The macro validates your state machine at compile time:

- **Duplicate transitions** — same state + event pair defined twice
- **Multiple initial states** — more than one state marked with `*`
- **Empty transitions** — no transitions defined
- **Duplicate wildcards** — same event used in multiple wildcard transitions

```rust
statemachine! {
    transitions: {
        *A + Go = B,
        A + Go = C,  // ERROR: duplicate transition
    }
}
```

```
error: duplicate transition: state 'A' + event 'Go' is already defined
       help: each combination of source state and event can only appear once
       note: if you need conditional behavior, use different events or handle logic in your wrapper
```

## DSL Reference

```rust
statemachine! {
    name: MyMachine,                          // Optional: generates MyMachineState, MyMachineEvent
    derive_states: [Debug, Clone, PartialEq], // Optional: custom derives for State enum
    derive_events: [Debug, Clone, PartialEq], // Optional: custom derives for Event enum

    transitions: {
        *Idle + Start = Running,              // Initial state marked with *
        Ready | Waiting + Start = Active,     // State patterns (multiple source states)
        Active + Stop | Pause = Idle,         // Event patterns (multiple trigger events)
        _ + Reset = Idle,                     // Wildcard (from any state, lowest priority)
        Active + Tick = _,                    // Internal transition (stay in same state)
    }
}
```

## FAQ

**Q: Can I use this in `no_std` environments?**

A: Yes.
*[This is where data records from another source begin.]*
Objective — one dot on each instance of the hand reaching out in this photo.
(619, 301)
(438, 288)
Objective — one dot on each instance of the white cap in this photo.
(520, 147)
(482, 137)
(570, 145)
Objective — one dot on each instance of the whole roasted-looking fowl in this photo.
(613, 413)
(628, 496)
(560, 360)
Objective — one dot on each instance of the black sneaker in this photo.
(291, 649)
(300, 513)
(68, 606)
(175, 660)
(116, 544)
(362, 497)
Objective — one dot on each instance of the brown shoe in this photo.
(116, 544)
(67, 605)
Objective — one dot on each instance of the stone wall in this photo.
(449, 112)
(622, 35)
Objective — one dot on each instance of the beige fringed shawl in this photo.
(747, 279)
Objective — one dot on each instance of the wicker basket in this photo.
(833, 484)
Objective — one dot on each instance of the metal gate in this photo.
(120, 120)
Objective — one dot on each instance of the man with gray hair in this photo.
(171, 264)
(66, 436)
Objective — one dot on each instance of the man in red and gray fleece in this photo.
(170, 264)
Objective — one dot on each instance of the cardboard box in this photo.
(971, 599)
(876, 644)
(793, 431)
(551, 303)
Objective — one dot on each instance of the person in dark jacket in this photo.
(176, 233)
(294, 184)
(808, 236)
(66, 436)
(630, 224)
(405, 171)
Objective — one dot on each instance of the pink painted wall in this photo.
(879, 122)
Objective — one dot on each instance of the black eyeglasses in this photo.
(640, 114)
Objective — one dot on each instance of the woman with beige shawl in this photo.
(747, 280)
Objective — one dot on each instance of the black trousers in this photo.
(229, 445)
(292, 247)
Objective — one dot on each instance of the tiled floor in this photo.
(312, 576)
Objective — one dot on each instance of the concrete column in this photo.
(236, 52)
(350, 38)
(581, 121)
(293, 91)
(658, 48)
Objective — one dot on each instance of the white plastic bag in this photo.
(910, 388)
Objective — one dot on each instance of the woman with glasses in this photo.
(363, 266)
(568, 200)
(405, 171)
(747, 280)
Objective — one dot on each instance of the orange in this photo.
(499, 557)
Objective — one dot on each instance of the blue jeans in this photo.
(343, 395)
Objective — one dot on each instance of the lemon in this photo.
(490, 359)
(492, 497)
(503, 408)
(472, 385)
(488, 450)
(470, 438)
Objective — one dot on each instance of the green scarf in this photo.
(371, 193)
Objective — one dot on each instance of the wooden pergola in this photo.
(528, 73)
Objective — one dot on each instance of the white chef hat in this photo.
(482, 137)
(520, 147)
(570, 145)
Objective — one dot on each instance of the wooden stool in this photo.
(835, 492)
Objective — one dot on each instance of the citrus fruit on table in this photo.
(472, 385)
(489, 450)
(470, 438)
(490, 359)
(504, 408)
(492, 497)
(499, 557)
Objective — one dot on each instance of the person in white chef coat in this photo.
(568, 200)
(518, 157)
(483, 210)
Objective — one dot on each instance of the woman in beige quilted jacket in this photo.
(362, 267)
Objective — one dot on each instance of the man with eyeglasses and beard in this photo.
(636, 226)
The generated code uses only `core` types (`Option`, `Default`) and requires no allocator at runtime.

## Examples

See the [examples](examples/) directory for complete working examples:
- `demo.rs`: Robot control demonstrating guards, actions, state patterns, internal transitions, and wildcards
- `hierarchical.rs`: Hierarchical state machines using composition (player movement + weapon states)

```bash
cargo run -r --example demo
cargo run -r --example hierarchical
```

## License

This project is licensed under the MIT License. See the [MIT.md](MIT.md) file for details.